Liu, Y. et al. (2006). A comparison of the esterification of acetic acid with methanol using heterogeneous versus homogeneous acid catalysis. Journal of Catalysis 242: 278-286.

Miller, O.N., Bazzano, G. (1965): Propanediol metabolism and its relation to lactic acid -metabolism. Annals of the New York Academy of Sciences 119, 957-973.

Radzi, S.M. et al. (2005). High performance enzymatic synthesis of oleyl oleate using immobilised lipase from Candida antartica. Electronic Journal of Biotechnology 8: 292-298.

Ritchie, A.D. (1927): Lactic acid in fish and crustacean muscle. Journal of Experimental Biology 4, 327-332.

Stryer, L. (1994): Biochemie. 2nd revised reprint, Heidelberg; Berlin; Oxford: Spektrum Akad. Verlag.

Tocher, D.R. (2003): Metabolism and Functions of Lipids and Fatty Acids in Teleost Fish. Reviews in Fisheries Science 11(2), 107-184.

WHO (2002): Ethylene Glycol: Human Health Aspects. Concise International Chemical Assessment Document 45.

Zhao, Z. (2000). Synthesis of butyl propionate using novel aluminophosphate molecular sieve as catalyst. Journal of Molecular Catalysis 154(1-2): 131-135.

 


Justification for selection of acute toxicity – oral endpoint
Hazard assessment is conducted means of read-across based on a category approach.
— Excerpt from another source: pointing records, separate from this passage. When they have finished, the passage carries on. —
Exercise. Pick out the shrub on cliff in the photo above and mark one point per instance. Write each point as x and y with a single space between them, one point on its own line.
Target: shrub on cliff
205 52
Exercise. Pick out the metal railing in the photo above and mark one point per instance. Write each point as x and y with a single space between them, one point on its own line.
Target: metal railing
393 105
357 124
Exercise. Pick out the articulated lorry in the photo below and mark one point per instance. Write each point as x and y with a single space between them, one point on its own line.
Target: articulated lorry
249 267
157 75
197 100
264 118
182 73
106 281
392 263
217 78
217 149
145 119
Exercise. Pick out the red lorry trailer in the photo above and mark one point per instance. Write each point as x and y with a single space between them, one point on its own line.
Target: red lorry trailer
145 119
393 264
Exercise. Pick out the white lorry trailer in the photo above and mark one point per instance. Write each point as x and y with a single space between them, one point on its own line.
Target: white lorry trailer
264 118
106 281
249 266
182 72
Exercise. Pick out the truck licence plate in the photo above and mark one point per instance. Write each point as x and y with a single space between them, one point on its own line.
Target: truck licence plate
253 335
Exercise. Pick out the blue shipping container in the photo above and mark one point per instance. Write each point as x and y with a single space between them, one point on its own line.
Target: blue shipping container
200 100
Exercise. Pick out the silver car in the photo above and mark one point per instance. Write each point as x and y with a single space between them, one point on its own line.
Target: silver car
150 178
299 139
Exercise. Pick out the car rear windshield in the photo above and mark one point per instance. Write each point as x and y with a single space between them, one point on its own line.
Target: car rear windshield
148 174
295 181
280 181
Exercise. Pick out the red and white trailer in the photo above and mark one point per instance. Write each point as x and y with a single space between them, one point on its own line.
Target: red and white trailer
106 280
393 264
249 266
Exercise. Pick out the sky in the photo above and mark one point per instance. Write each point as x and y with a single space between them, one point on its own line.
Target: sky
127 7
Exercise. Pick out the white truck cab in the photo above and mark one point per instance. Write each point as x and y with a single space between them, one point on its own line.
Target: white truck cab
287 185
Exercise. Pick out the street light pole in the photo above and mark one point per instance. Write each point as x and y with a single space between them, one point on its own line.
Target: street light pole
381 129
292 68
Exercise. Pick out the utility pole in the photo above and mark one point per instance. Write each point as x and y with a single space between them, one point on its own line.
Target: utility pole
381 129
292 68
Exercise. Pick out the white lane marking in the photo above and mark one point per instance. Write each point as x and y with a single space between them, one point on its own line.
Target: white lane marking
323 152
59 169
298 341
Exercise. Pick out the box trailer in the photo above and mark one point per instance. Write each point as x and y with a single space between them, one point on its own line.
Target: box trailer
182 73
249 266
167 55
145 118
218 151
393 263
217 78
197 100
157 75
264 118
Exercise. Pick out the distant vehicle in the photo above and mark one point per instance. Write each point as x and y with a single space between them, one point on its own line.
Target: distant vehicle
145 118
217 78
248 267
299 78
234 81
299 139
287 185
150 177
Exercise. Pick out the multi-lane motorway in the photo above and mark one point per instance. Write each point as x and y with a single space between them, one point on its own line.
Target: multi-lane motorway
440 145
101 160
All available studies are adequate and reliable based on the identified similarities in structure and intrinsic properties between source and target substances and overall quality assessment (refer to the endpoint discussion for further details).

Justification for selection of acute toxicity – inhalation endpoint
Hazard assessment is conducted means of read-across based on a category approach. All available studies are adequate and reliable based on the identified similarities in structure and intrinsic properties between source and target substances and overall quality assessment (refer to the endpoint discussion for further details).

Justification for selection of acute toxicity – dermal endpoint
Hazard assessment is conducted by means of read-across based on a category approach. All available studies are adequate and reliable based on the identified similarities in structure and intrinsic properties between source and target substances and overall quality assessment (refer to the endpoint discussion for further details).

Justification for classification or non-classification

According to Article 13 of Regulation (EC) No. 1907/2006 "General Requirements for Generation of Information on Intrinsic Properties of substances", information on intrinsic properties of substances may be generated by means other than tests e.g. from information from structurally related substances (grouping or read-across), provided that conditions set out in Annex XI are met. Annex XI, "General rules for adaptation of this standard testing regime set out in Annexes VII to X” states that “substances whose physicochemical, toxicological and ecotoxicological properties are likely to be similar or follow a regular pattern as a result of structural similarity may be considered as a group, or ‘category’ of substances. This avoids the need to test every substance for every endpoint". Since the group concept is applied to the members of the Glycol Ester Category, data will be generated from representative reference substance(s) within the category to avoid unnecessary animal testing. Additionally, once the group concept is applied, substances will be classified and labeled on this basis.

Therefore, based on the group concept, all available data on acute oral and dermal toxicity do not meet the classification criteria according to Regulation (EC) 1272/2008 or Directive 67/548/EEC, and are therefore conclusive but not sufficient for classification.

Since the available acute inhalation studies provided LC50 values for male rats and male and female guinea pigs of greater than the limit dose of 200 ppm (2.916 mg/L), the data is inconclusive according to the classification criteria of Regulation (EC) 1272/2008 or Directive 67/548/EEC.